Ruth Wakefield is often credited with the invention of chocolate chip cookies. With her husband, she ran the Tollhouse Inn in Massachusetts. The common story goes that Wakefield, who often made food for her guests, decided to make a chocolate butter cookie but didn’t have enough chocolate bars to produce one. Instead, she chopped up the bars and added them to the butter cookie recipe.
The resulting cookies were an immediate success, and became known as Tollhouse cookies. They became so popular, that the Nestlé Chocolate Company purchased the recipe with the rights to print it on its semi-sweet chocolate bars. In exchange, Wakefield received free chocolate for life. At that point, the chocolate chip cookies didn't contain actual chocolate chips, but instead they had chunks of chopped chocolate.
Nestlé had some popularity with the Wakefield’s chocolate chip cookies, but the recipe became far easier to follow when, in 1939, the company developed the standard chocolate chip, called a chocolate morsel. This easier way of combining the chocolate made the cookies the most popular in the US.
Today, many companies make chocolate chips, and many cooks favor one type of chips over another. Some cookies are considered substandard if they use a chip made with artificial vanilla, called vanillin, for example. Others people are quite happy with this flavoring.
The original recipe for chocolate chip cookies is still printed on Nestles' bags. Most other chocolate chips have some form of the recipe on them, though they have to make slight changes so as not to infringe on Nestlé's copyright privileges. This can be easily accomplished, however, and most recipes are roughly identical.

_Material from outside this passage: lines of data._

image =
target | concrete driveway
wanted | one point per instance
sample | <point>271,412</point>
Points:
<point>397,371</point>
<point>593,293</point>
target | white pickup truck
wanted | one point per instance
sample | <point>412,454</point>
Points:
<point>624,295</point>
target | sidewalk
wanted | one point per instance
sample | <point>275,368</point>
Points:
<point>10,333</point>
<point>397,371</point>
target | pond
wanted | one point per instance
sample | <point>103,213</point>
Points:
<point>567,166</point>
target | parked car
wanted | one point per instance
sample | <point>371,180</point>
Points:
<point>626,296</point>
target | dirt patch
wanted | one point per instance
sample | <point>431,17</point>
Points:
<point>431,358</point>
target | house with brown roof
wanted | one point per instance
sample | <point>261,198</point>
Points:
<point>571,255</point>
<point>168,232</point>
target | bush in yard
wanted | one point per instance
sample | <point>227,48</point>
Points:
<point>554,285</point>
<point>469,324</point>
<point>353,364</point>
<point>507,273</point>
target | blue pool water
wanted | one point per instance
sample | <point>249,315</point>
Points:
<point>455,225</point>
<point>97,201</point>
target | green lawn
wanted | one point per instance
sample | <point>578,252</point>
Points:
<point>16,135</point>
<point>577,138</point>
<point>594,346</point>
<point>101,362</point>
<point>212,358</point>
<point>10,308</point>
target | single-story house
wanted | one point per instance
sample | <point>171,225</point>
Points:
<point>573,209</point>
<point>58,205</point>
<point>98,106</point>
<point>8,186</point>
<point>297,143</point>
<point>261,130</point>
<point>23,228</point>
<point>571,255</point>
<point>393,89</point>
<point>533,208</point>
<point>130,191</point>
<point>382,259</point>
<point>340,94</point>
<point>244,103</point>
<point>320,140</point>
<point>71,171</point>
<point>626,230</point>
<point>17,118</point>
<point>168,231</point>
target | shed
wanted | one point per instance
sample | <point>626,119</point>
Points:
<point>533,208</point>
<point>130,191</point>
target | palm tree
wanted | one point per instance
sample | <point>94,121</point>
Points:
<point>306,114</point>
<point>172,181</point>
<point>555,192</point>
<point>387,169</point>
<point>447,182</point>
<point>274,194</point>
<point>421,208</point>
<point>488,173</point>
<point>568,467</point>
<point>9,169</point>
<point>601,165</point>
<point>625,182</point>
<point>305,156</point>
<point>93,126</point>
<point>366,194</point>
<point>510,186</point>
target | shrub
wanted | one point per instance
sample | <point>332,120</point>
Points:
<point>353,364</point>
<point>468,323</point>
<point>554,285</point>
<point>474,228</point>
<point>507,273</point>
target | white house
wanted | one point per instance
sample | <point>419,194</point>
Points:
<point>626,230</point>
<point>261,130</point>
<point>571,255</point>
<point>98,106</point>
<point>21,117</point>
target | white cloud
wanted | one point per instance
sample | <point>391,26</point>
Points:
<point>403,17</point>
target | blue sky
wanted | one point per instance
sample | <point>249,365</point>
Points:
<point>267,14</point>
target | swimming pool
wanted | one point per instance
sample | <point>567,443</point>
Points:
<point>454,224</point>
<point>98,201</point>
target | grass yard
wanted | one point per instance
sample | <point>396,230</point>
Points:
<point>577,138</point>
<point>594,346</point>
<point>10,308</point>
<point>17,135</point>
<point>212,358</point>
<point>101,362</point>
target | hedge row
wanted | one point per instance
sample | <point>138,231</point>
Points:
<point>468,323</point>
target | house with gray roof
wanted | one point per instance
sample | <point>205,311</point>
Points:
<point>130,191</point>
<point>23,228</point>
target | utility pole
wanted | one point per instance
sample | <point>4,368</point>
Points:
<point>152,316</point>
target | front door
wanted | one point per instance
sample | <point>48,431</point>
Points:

Wakefield’s chocolate chip cookies were made with butter, and always included walnuts. Many recipes now call for margarine, and may not include nuts. In fact, in 1992, Barbara Bush and Hillary Clinton had a bake-off in Family Circle magazine to see who made the best chocolate chip cookies. Clinton’s used margarine, and Bush stuck to butter.
Both varieties were praised but were distinctly different. Bush’s cookies were favored in some taste groups, but Clinton’s were more popular at restaurants. The fate of the election clearly didn’t hang on cookie popularity, however, since Clinton’s husband won the election.
Variants in today’s chips can produce many different cookies, and white chocolate or peanut butter chips are popular. Some people also add candy-coated chocolate instead of, or in addition to, morsels. Chocolate chips can be larger or smaller than the standard size and may be semi-sweet, milk chocolate, or bittersweet.